RADNOR, Pa., Sept. 13, 2013 /PRNewswire/ -- PVR Partners, L.P. (NYSE: PVR) today announced the pricing of the underwritten public offering of 5,500,000 common units representing limited partner interests in PVR. The common units were offered to the public at a price of $23.00 per common unit. PVR has granted to the underwriter a 30-day option to purchase a maximum of 825,000 additional common units. The immediate use of the net proceeds from the offering will be to repay a portion of the borrowings outstanding under PVR's revolving credit facility (the "Revolver"). PVR anticipates that it will re-borrow from time to time amounts repaid under the Revolver for general partnership purposes.
Barclays Capital Inc. served as the sole underwriter. Copies of the prospectus supplement and accompanying base prospectus related to the offering may be obtained from Barclays at c/o Broadridge Financial Solutions, 1155 Long Island Avenue, Edgewood, New York 11717, Telephone: (888) 603-5847, Email: [email protected] An electronic copy of the preliminary prospectus supplement and the accompanying base prospectus is available from the Securities and Exchange Commission's (the "SEC") website at http://www.sec.gov.
This offering is being made pursuant to an effective shelf registration statement previously filed by PVR with the SEC, and only by means of a prospectus supplement and the accompanying base prospectus. This news release is neither an offer to sell nor a solicitation of an offer to buy any of these securities and shall not constitute an offer, solicitation or sale in any jurisdiction in which such offer, solicitation or sale is unlawful prior to registration or qualification under the securities, blue sky or other laws of any such state or other jurisdiction.
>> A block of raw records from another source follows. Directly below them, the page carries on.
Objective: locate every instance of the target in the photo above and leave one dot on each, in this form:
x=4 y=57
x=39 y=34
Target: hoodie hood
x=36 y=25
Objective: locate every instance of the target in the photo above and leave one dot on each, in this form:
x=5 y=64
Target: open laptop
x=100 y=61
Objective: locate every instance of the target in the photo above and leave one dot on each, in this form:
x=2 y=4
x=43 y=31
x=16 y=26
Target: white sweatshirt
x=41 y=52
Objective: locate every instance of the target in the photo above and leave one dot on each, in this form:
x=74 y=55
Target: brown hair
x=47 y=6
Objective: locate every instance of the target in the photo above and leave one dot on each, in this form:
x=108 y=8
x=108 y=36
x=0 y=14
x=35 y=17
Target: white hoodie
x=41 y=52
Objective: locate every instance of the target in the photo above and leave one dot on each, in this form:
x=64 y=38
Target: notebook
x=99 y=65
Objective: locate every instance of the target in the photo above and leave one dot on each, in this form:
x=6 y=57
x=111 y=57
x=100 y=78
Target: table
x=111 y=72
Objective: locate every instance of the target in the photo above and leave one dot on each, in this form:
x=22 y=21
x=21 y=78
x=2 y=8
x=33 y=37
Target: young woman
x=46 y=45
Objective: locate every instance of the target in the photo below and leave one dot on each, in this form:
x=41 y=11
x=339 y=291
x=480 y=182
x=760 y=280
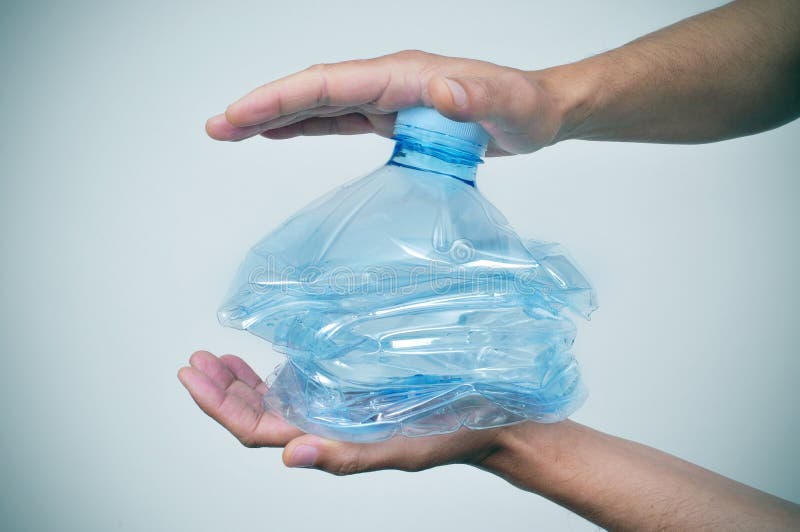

PVR Partners, L.P. (NYSE: PVR) is a publicly traded limited partnership which owns and operates a network of natural gas midstream pipelines and processing plants, and owns and manages coal and natural resource properties. Our midstream assets, located principally in Texas, Oklahoma and Pennsylvania, provide gathering, transportation, compression, processing, dehydration and related services to natural gas producers. Our coal and natural resource properties, located in the Appalachian, Illinois and San Juan basins, are leased to experienced operators in exchange for royalty payments.
This press release includes "forward-looking statements" within the meaning of federal securities laws. All statements, other than statements of historical facts, included in this release that address activities, events or developments that the Partnership expects, believes or anticipates will or may occur in the future are forward-looking statements. These forward-looking statements rely on a number of assumptions concerning future events and are subject to a number of uncertainties, factors and risks, many of which are outside the Partnership's ability to control or predict, which could cause results to differ materially from those expected by management. Such risks and uncertainties include, but are not limited to, regulatory, economic and market conditions, and the timing and success of business development efforts and other uncertainties. Additional information concerning these and other factors can be found in our press releases and public periodic filings with the Securities and Exchange Commission, including our Annual Report on Form 10-K for the year ended December 31, 2012 and most recently filed Quarterly Reports on Form 10-Q. Readers should not place undue reliance on forward-looking statements, which reflect management's views only as of the date hereof. We undertake no obligation to revise or update any forward-looking statements, or to make any other forward-looking statements, whether as a result of new information, future events or otherwise.